In my article, Copyright Abuse Of Photography Is Serious Business, I discussed some of the pitfalls of placing text and, more commonly, photographs on the agency website. In this discussion, I will delve deeper into the issues raised by posting text, as well as photographs, on social media. Understanding the limits on this activity is very important in today’s digital marketplace.
The question that prompted revisiting these issues arose in TMR’s recent survey of reader interests: What can and can’t be posted on websites like Facebook? Is it safe to post photos I have taken myself? The issues are even bigger than that. Website designs and use of logos, for example, are additional sources of risk that need to be considered.
"If you don't own it, don't use it"
For text and photographs, the pretty simple and safe rule to follow is: if you don’t own it, don’t use it … unless you get permission in writing. For photos, if you or someone aligned with you, like a close family member, took the pictures, you may use them freely. However, one important caution is in order: you should always retain a copy of the photo in its initial form along with the metadata associated with it. Metadata is simply “data about data.” For our purposes, metadata is information about the photo that was created by the camera when the shot was taken. It may include information about how large the picture is, image resolution, when the image was created, shutter speed, f-stop and other similar data points, depending on the sophistication of the camera used.
The importance of metadata is that it helps establish when the particular photo was taken and how it was taken. This could be critical if a dispute arose because the reality is that many photographs of travel-related scenes are virtually indistinguishable upon general eyeball inspection from many other such shots. Moreover, it is possible that the rights to use a photo are available for purchase from more than one stock photo website. During my law practice, I encountered this situation. It required some strongly worded letters to resolve the claim for damages being asserted by one holder of the photo’s usage rights.
Retain the original photo and associated metadata in a secure, backed-up file so that it can be found if needed. This will not take much time and is good, cheap insurance. Large and sophisticated stock photo websites sometimes use algorithms to search the internet 24-hours a day looking for photos that match at least some of the characteristics of their huge inventories.
As indicated, the rule for text is the same as for photos. If you want to add text someone else wrote, the chances are high that the author will have some kind of copyright protection, even if only at common law. Therefore, the careful travel agency will not simply copy someone else’s work, no matter how brilliantly it describes the destination you are promoting.
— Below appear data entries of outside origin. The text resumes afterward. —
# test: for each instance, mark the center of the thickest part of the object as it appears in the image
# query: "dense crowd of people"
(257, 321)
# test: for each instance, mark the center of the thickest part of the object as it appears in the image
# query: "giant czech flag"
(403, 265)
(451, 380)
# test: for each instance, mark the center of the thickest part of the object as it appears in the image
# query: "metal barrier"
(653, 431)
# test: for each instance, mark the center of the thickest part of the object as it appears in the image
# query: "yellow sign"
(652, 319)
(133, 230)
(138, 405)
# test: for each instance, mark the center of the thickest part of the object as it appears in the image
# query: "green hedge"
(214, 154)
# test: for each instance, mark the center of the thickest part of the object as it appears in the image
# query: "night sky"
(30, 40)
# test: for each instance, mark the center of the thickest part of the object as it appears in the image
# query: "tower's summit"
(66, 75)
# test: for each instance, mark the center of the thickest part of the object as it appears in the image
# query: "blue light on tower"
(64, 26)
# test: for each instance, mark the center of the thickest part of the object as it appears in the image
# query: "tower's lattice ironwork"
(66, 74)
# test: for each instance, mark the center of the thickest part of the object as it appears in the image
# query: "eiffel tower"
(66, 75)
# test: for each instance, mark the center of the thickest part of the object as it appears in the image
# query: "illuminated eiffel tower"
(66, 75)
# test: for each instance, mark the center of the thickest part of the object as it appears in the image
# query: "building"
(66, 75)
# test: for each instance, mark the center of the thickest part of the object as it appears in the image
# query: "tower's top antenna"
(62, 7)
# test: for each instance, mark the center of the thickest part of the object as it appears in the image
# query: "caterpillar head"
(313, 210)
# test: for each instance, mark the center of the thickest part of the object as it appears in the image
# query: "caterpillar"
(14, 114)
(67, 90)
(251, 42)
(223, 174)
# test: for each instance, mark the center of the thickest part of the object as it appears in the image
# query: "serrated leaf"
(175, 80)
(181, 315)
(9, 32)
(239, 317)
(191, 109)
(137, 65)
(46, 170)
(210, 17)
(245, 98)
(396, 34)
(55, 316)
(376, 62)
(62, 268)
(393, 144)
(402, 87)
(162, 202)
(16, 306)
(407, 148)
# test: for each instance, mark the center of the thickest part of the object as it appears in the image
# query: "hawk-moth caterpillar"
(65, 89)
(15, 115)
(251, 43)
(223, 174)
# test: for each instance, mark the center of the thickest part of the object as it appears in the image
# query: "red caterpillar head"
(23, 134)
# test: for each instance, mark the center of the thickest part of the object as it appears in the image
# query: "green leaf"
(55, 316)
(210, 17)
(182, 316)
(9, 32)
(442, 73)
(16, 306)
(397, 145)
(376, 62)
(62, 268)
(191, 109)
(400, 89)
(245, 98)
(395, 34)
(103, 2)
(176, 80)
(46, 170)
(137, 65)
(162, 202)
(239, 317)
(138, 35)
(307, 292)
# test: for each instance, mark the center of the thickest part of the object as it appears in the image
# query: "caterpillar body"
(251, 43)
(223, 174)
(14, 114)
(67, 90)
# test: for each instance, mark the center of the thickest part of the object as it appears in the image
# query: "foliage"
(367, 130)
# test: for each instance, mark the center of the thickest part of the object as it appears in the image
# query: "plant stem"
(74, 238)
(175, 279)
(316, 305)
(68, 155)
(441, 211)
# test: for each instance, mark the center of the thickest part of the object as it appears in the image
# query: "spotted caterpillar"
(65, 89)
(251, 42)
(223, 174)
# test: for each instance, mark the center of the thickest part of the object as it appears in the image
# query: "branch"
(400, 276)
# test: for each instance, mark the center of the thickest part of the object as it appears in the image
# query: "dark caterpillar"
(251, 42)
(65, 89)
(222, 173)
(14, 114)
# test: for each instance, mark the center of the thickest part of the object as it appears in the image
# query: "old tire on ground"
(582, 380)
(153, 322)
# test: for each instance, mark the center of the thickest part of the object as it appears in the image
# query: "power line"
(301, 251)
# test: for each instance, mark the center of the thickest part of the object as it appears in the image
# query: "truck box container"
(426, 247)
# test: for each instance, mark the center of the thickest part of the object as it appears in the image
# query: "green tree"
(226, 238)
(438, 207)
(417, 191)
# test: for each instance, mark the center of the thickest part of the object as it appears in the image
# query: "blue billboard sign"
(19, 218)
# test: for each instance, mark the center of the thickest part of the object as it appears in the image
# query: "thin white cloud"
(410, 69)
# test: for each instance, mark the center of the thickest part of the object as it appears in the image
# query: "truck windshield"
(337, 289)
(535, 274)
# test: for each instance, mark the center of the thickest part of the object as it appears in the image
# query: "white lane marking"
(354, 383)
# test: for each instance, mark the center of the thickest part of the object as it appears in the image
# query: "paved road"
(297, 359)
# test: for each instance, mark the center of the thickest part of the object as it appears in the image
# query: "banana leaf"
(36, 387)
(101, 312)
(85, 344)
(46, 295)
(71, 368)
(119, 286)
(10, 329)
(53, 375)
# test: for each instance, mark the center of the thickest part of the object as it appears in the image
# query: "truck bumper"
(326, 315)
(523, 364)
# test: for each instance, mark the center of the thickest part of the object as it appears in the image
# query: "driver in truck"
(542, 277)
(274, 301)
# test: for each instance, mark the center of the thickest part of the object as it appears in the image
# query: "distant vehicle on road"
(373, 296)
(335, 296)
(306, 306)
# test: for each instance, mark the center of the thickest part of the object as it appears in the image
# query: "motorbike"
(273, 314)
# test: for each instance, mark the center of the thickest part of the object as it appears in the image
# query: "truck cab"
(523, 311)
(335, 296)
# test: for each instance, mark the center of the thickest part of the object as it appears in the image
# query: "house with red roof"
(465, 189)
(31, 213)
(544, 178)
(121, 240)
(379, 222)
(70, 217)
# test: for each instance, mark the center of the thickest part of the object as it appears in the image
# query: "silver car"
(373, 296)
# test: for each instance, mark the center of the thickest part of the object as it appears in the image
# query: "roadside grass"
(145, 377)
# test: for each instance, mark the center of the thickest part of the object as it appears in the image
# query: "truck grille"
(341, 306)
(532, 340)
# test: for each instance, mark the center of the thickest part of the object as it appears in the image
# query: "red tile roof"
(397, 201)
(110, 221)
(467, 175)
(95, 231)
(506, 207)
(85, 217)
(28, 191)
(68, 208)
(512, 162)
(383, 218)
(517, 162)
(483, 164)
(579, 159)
If you are using a meaningful amount of text (very difficult to say how much is a “meaningful amount), you should seek permission, especially where there is commercial gain to be enjoyed from the usage. Get the permission in writing and be precise about what text the consent refers to, so there is no risk of misunderstanding when the author sees his work displayed on your website or Facebook page.
Fair Use exceptions
You may have heard about the doctrine of “fair use” that permits, in some circumstances the unlicensed use of copyrighted material. The U.S. Copyright Office has an excellent summary of the doctrine at Index. Suffice to say, in most cases, commercial use of copyright-protected text or photos will defeat application of the “fair use” doctrine. There is much case law on the nuances of this concept; they are collected at the Copyright Office’s Fair Use Index for the self-education of those with interest and time.
The better approach is to write your own text. Using others’ creativity as your inspiration is fine as long as you don’t just copy their work for commercial gain. Here, again, keep copies of the drafts and final text you are going to place on your website or post in social media, in case you have to show that the words are your original product. There are sometimes only a few ways to express something that is to be wedged into the small space of, say, a Facebook post, so it is possible you will write something quite similar to what someone else published somewhere. If you keep good records to show what you’ve done, you should be able to resolve any disputes quickly.
Using text from press releases without rewriting is generally okay, but attribution is recommended so the reader understands the source of the material.
I mentioned above that website design and use of logos also requires attention to avoid unnecessary risks. The rules are essentially the same: if you see a design you like, don’t use recreate it for your website or use it in Facebook-type posts. While design protection is a less powerful weapon in the hands of the original creator, the gains from copying are simply not worth the risk. Either use a template from a recognized web developer/blog manager, like WordPress, or have your own developer create the design and certify that it is his original work and not copies from another site.
As for creating and using logos, the U.S. Patent & Trademark Office has online tools that enable you to search for trademarked logos that may be similar to one you are considering. Amazingly, I think, the USPTO has a Design Search Code Manual that you can search for design elements by category. There are 29 categories. Obviously, this is very complicated. I strongly recommend that any search of USPTO files be conducted with the help of an attorney versed in such matters.
One other word of caution. The trademark business has attracted a number of firms that pretend to be the USPTO and that aggressively promote themselves. The problem is so common that USPTO has published a warning about it. In any online or other activity related to the USPTO, be sure you are dealing with the real thing.